One more subcommand on the CLI surface. Mitigated by it being the natural onboarding entry point ADR-22 already implies.

Carry-over

The plugin-contributed-recogniser extension point (WD2) and the structured-Diagnostic-fields robustness fix (WD3 / slice 4) are deferred, not rejected.

Implementation slicing

Slice 1 — `rigor triage` skeleton + distribution + hotspots — LANDED (v0.1.9)

New Rigor::CLI triage subcommand reusing Runner#run.
New Rigor::Triage module: distribution aggregation + hotspot ranking + text / json renderer.
No hints yet (--no-hints behaviour is the whole command).

Slice 2 — Heuristic catalogue — LANDED (v0.1.9)

Rigor::Triage::Hint recogniser interface + the six H1–H6 recognisers. H1 derives its selector set from the rigor-activesupport-core-ext bundle’s sig/.
Hints wired into both renderers.

Slice 3 — ADR-22 SKILL integration — LANDED (v0.1.9)

rigor-project-init phase 7 and rigor-baseline-reduce phase 1 rewritten to call rigor triage --format json.

Slice 4 — structured `Diagnostic` fields (DONE) + plugin recognisers (deferred)

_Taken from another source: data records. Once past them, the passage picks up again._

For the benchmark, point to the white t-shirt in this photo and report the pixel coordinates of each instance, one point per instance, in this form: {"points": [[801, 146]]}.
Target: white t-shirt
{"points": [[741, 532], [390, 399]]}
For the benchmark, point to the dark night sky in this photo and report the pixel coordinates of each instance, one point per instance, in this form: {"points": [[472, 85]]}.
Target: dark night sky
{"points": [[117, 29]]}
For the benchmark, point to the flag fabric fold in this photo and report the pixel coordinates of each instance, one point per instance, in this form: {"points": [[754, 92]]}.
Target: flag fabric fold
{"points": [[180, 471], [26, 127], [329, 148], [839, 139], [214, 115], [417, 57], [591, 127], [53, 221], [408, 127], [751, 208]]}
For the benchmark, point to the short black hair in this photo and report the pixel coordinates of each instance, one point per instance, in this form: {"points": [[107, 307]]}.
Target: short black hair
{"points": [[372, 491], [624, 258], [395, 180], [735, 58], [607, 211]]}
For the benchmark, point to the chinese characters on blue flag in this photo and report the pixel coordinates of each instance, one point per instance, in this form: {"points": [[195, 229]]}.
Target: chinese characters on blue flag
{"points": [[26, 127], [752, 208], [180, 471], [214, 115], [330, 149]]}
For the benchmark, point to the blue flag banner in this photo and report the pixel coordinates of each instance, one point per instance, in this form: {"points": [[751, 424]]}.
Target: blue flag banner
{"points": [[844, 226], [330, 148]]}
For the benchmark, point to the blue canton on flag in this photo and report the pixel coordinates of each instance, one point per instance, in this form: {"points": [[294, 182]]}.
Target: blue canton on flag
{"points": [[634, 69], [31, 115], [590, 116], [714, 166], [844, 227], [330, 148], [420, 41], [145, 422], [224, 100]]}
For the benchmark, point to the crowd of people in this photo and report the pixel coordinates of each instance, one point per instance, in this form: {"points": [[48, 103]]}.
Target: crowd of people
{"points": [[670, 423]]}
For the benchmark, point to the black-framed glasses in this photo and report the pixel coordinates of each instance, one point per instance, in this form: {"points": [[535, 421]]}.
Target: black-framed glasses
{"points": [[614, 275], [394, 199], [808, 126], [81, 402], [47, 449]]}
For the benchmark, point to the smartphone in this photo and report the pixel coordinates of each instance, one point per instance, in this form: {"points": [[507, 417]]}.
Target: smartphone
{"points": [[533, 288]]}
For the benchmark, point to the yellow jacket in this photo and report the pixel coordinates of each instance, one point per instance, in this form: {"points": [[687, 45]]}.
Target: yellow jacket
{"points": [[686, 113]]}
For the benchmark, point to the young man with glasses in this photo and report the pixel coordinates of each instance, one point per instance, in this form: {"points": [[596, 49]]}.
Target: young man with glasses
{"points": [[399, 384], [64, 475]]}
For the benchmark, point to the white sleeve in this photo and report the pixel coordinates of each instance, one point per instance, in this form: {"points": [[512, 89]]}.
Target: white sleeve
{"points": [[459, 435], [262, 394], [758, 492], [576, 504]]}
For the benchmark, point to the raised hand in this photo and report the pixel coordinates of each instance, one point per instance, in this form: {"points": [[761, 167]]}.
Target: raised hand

DONE — optional receiver_type / method_name on Analysis::Diagnostic, populated by the call.undefined-method rule. The catalogue reads the structured pair (falling back to message parsing only where absent), removing the WD3 message-parsing coupling for the engine-emitted path.
Deferred — a Plugin hook letting plugins contribute recognisers.

Re-evaluation triggers

The heuristic hints prove more misleading than useful on real projects → reduce the catalogue to distribution + hotspots only, or raise every recogniser’s confidence threshold.
A fourth ADR-22-family consumer needs the triage JSON → promote the JSON shape to a documented stable contract.
Message wording churn breaks WD3 parsing repeatedly → pull slice 4 (structured fields) forward.

References

ADR-22 — baseline mechanism + the two onboarding SKILLs rigor triage feeds.
ADR-17 — pre_eval:, the action H2 suggests.
ADR-10 — dependencies.source_inference:, the action H3 suggests.
docs/notes/20260519-oss-library-survey.md — the five-project survey that produced the cluster taxonomy.